Today, governments in the West and the international order established after World War II are under siege by a strongman in Russia who has visions of creating a new empire. His invasion of Ukraine is reminiscent of Hitler’s march into Poland in 1939, but there is one thing missing from the assault on Ukraine — an American president who is willing to stand tall for Ukraine by slapping secondary sanctions on any nation that buys Russia’s oil, and who’s willing to supply Ukraine with more armaments and technology to push Putin’s forces back to Russia. Or at least to the negotiating table, where some kind of peaceful settlement can occur.

President Donald Trump is not only unwilling to support Ukraine, but he also winks and nods at Putin as he claims he is dissatisfied with the Russian president — but does nothing about it. Trump’s scorn of Ukraine and President Volodymyr Zelensky is as though it was not Russia that invaded, launched its missiles on women and children, and refused to negotiate in good faith. According to Trump, Russia’s war against Ukrainians is nothing more than two children fighting in a park.

There was a time in American history when Congress, a separate branch of government intended by the Framers of the U.S. Constitution to check the work of the other branches, would stand up to presidents, at the very least correcting a president’s dangerous misrepresentations of a warmongering Russian. But don’t look for any checks on the president coming from Idaho’s delegation.

This is not the first column I’ve written contrasting the valor of men and women who chose to fight for the Allies in WWII to the cowardice of Idaho’s congressional delegation failing to speak out in support of Ukraine. Sens. Jim Risch and Mike Crapo, and Reps. Mike Simpson and Russ Fulcher, should know better. They know that Ukraine is fighting off autocracy with thousands of innocents killed by a Russian despot every bit as homicidal as Stalin on his worst day.

And how do they react? They stand by waiting for cues from Trump to see what they can say.

Risch deserves the harshest criticism as chair of the so-called “powerful” Senate Foreign Relations Committee, a perch from which he could influence his Republican colleagues to build a congressional base of support for Ukraine that might change the shallow soul of a president who changes his mind depending on who last gets his ear. There’s nothing “powerful” about a committee whose chair, afraid and willing to stand up, sits on his duff while Trump allows Putin to have his way with Ukraine.

What’s the price Risch would pay for exercising his constitutional duty and speaking boldly about America coming to the defense of Ukraine? No doubt, he would face opposition in the next Republican primary, but he is already too old to serve, so why not go out in a blaze of glory?

Trump would attack Risch for leaving the MAGA fold, perhaps, but Risch’s legacy would be one his grandchildren could cherish long after Trump is gone, and Idahoans could hold him up in history as showing courage to fight for the Ukrainian people.

Don’t hold your breath for that version of Idaho history. Whatever kind of conscience Risch hides from public view, it does not include coming to the rescue of men, women and children murdered in Putin’s invasion and slaughter, not with the almighty Trump taking the place of a God who knows better.

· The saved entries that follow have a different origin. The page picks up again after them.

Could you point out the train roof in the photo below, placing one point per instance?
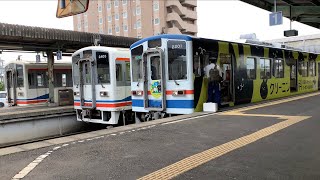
(101, 48)
(243, 41)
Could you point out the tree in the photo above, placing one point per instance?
(1, 86)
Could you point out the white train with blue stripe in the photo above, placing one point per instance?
(27, 82)
(101, 84)
(162, 79)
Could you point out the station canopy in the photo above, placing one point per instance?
(303, 11)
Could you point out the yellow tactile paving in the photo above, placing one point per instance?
(196, 160)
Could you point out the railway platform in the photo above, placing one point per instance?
(270, 140)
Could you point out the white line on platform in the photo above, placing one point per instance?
(197, 117)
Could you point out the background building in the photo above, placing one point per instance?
(139, 18)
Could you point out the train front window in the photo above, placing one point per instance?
(75, 69)
(177, 60)
(20, 75)
(103, 67)
(136, 55)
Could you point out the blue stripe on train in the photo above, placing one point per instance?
(122, 100)
(46, 96)
(183, 104)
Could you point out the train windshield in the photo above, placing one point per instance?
(177, 64)
(103, 67)
(136, 55)
(75, 69)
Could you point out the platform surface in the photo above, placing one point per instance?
(276, 140)
(18, 112)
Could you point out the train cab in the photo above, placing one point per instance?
(101, 84)
(27, 82)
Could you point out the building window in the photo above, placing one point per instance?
(265, 68)
(303, 69)
(156, 6)
(116, 3)
(124, 15)
(138, 11)
(251, 68)
(156, 21)
(278, 68)
(125, 27)
(312, 68)
(138, 24)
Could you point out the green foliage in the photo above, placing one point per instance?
(1, 86)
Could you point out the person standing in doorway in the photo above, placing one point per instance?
(214, 75)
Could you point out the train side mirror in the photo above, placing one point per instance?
(71, 7)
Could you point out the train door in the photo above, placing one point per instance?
(87, 87)
(293, 77)
(319, 76)
(11, 86)
(227, 78)
(154, 91)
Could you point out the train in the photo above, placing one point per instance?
(168, 75)
(27, 82)
(101, 85)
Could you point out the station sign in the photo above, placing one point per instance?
(275, 18)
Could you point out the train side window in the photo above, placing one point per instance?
(177, 60)
(32, 80)
(40, 80)
(265, 68)
(303, 69)
(136, 60)
(312, 68)
(119, 75)
(278, 68)
(251, 68)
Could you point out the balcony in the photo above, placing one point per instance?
(184, 12)
(180, 24)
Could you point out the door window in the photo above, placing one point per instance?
(155, 67)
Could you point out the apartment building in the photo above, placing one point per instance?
(139, 18)
(2, 70)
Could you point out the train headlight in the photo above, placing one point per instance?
(178, 93)
(137, 93)
(104, 94)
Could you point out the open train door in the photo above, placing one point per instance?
(11, 86)
(154, 80)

Glory to Ukraine and the young women flyers who modeled for today’s elected representatives what real courage looks like.

Bob Kustra served as president of Boise State University from 2003 to 2018. He is host of Readers Corner on Boise State Public Radio , a regular columnist for the Idaho Statesman and a contributing columnist for the Chicago Tribune. He served two terms as Illinois lieutenant governor and 10 years as a state legislator.